Someone in the crowd sitting around us said that one day this improvisation will lead to the selling off of the tractor. Sakhia laughed out loud at the suggestion. That, Sakhia was quick to point out, would mean killing the goose that laid the golden eggs. I said if ever his landlord read my article and learned that he was selling diesel on the side, Sakhia was sure to lose his job, perhaps even get to see the inside of a police station. But he appeared entirely at ease for he enjoyed his Qaimkhani employer’s absolute confidence. This is manifest in the fact that every year, just before the monsoon rains, Sakhia brings out his landlord’s tractor to rent it out to small farmers in Thar. Never does the landlord or a supervisor accompany the man to keep an eye on the number of hours he works and the money he turns in.
‘I have worked for this same master for six years.’ Sakhia said with visible pride. ‘If he didn’t trust me, I wouldn’t have kept this job so long.’
‘Sakhia, I am a bit disappointed for I had imagined you to be a sahib.’ I said.
‘No need to be upset,’ said he, ‘I am a sahib in my home and in the village. I don’t have to be in an office to be a sahib.’ The spirit of the child I had met ten years ago, was still living.
‘Can any of your children inflate goat’s udders?’
‘No. Is it such a great thing that they should?’ Then without waiting for a reply he added, ‘I could teach them if you say.’
But more important than that was their education which was clearly low priority. I appealed and he solemnly nodded his head in favour of schooling. I could not tell how seriously he was taking my exhortation.
As we were parting we talked of the possibility of our next meeting. ‘As long as friends live, they are bound to meet again, even though it may take twenty years.’ Sakhia gave his own words to an ancient Persian dictum. We shook hands and he walked out of the hospital compound where we had parked ourselves at the head of the crowd gathered to witness our meeting – a very sahib leading his entourage. Outside the gate the shout went up about the inflated goats’ udders. I smiled.

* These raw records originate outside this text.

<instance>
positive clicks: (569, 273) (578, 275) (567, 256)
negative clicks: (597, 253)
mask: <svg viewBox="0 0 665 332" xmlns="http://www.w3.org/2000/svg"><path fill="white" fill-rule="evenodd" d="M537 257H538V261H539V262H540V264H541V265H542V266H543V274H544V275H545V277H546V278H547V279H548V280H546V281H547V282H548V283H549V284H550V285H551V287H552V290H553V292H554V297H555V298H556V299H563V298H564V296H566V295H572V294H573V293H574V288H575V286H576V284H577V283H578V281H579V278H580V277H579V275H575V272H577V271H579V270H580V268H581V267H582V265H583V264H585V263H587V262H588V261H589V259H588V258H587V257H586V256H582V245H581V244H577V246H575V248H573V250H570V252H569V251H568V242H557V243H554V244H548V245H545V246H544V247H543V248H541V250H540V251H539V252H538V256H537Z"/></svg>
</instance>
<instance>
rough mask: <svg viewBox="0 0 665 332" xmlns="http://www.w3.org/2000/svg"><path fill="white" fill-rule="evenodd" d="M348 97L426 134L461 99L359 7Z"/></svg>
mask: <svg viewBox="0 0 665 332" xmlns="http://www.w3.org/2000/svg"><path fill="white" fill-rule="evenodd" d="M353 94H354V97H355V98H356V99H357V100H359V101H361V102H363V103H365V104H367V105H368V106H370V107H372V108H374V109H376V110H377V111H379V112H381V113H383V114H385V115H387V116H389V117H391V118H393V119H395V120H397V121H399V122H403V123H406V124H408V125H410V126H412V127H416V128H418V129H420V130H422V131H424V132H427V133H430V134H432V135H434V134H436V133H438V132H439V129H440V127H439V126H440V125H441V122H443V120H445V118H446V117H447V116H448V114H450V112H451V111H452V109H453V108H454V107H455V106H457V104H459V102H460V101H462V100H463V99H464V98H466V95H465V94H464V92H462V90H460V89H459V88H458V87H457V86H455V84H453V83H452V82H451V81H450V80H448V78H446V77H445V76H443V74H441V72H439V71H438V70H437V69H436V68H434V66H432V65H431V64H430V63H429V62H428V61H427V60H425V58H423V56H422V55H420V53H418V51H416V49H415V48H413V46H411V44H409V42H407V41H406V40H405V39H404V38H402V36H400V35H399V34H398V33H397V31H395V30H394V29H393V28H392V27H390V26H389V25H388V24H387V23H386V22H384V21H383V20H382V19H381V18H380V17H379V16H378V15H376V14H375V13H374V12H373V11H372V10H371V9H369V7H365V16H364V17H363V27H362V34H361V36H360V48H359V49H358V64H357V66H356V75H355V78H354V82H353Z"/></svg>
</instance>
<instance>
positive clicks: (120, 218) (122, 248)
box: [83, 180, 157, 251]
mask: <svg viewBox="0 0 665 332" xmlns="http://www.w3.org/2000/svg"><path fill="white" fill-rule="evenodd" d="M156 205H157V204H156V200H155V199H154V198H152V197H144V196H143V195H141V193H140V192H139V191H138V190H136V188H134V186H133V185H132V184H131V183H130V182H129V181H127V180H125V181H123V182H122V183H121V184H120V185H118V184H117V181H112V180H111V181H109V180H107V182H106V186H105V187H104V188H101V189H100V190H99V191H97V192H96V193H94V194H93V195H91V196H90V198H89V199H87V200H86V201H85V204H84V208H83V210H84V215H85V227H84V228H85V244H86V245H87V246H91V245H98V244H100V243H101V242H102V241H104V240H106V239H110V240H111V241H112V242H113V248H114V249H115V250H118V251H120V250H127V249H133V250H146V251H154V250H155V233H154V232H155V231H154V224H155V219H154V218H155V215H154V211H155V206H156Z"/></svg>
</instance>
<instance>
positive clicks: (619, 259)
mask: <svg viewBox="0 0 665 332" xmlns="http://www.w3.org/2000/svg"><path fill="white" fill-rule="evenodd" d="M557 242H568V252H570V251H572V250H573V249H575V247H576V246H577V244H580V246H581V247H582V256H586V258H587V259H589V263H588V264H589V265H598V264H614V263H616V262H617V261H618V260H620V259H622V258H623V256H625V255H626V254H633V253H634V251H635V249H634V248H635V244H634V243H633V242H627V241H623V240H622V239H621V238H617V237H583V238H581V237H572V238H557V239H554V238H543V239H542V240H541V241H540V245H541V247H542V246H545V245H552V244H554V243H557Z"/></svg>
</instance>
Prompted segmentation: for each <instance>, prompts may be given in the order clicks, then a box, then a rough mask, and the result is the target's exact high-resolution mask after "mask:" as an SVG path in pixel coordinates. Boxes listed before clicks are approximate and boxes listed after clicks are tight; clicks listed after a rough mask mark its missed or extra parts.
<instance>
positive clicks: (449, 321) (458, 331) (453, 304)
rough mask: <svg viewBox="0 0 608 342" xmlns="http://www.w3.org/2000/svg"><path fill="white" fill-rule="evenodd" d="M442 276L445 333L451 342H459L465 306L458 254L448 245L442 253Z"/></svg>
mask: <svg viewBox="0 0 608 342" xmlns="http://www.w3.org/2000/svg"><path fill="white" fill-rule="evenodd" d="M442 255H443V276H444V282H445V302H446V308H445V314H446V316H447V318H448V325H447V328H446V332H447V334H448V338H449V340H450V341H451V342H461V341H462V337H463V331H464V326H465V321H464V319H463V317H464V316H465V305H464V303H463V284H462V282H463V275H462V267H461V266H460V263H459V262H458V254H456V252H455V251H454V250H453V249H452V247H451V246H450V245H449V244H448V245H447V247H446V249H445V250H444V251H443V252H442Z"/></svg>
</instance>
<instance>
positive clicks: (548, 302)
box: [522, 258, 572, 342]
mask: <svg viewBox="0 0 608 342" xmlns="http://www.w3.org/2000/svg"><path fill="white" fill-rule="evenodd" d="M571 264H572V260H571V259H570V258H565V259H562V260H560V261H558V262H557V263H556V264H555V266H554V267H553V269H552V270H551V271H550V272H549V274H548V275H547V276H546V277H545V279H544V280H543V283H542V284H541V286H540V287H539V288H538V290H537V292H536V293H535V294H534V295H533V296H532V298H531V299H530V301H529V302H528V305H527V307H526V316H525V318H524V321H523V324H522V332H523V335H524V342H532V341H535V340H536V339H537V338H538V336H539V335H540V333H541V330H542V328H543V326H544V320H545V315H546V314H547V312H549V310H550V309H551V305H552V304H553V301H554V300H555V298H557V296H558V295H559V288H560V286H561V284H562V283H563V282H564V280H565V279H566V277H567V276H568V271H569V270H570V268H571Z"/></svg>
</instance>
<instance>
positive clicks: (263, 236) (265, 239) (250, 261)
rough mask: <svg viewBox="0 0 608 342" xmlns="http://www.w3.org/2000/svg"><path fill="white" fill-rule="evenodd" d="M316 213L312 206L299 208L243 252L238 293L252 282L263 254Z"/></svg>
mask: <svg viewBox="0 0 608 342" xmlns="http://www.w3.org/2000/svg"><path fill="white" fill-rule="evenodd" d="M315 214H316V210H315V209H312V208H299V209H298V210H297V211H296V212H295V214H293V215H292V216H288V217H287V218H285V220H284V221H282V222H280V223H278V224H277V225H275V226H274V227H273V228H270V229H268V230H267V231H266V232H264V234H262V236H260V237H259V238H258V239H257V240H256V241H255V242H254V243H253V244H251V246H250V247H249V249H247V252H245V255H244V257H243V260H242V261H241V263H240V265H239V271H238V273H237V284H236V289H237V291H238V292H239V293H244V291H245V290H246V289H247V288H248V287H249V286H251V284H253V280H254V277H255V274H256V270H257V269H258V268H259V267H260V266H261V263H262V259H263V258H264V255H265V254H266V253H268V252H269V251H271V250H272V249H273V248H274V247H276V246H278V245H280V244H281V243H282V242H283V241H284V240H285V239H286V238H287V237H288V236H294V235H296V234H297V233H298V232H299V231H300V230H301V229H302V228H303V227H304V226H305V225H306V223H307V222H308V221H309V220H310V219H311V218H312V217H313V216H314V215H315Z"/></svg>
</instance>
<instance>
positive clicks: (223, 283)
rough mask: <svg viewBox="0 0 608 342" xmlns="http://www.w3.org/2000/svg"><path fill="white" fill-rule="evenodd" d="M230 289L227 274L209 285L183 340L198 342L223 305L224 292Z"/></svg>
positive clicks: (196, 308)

For ten years Sakhia had kept his little game to himself, that day he would have to teach it to the youngsters of Gori. But another twelve year-old showing it off to future travellers would surely lack the spontaneity that I had witnessed. And when, perchance, they tell me of it, I shall sit back and gloat for I had the good fortune of waiting under the kundi tree outside Gori for a kekra on that long ago February afternoon. I had the good fortune of seeing the original show.
Related: The Spirit Thar Desert
Labels: People, Sea Monsters and the Sun God, Sindh, Thar
posted by Salman Rashid @ 12:00 AM,
At November 6, 2013 at 9:28 AM,
People are the beauty of any place. You glorify such ordinary characters (Sakhia and earlier Nawaz Ali Khoso) in the best way.
At November 7, 2013 at 10:17 AM,
Salman Rashid said...
Ramla, My journeys would be meaningless without these good people I meet on the road. How colourless and drab everything would be without the Sakhias and Nawaz Alis.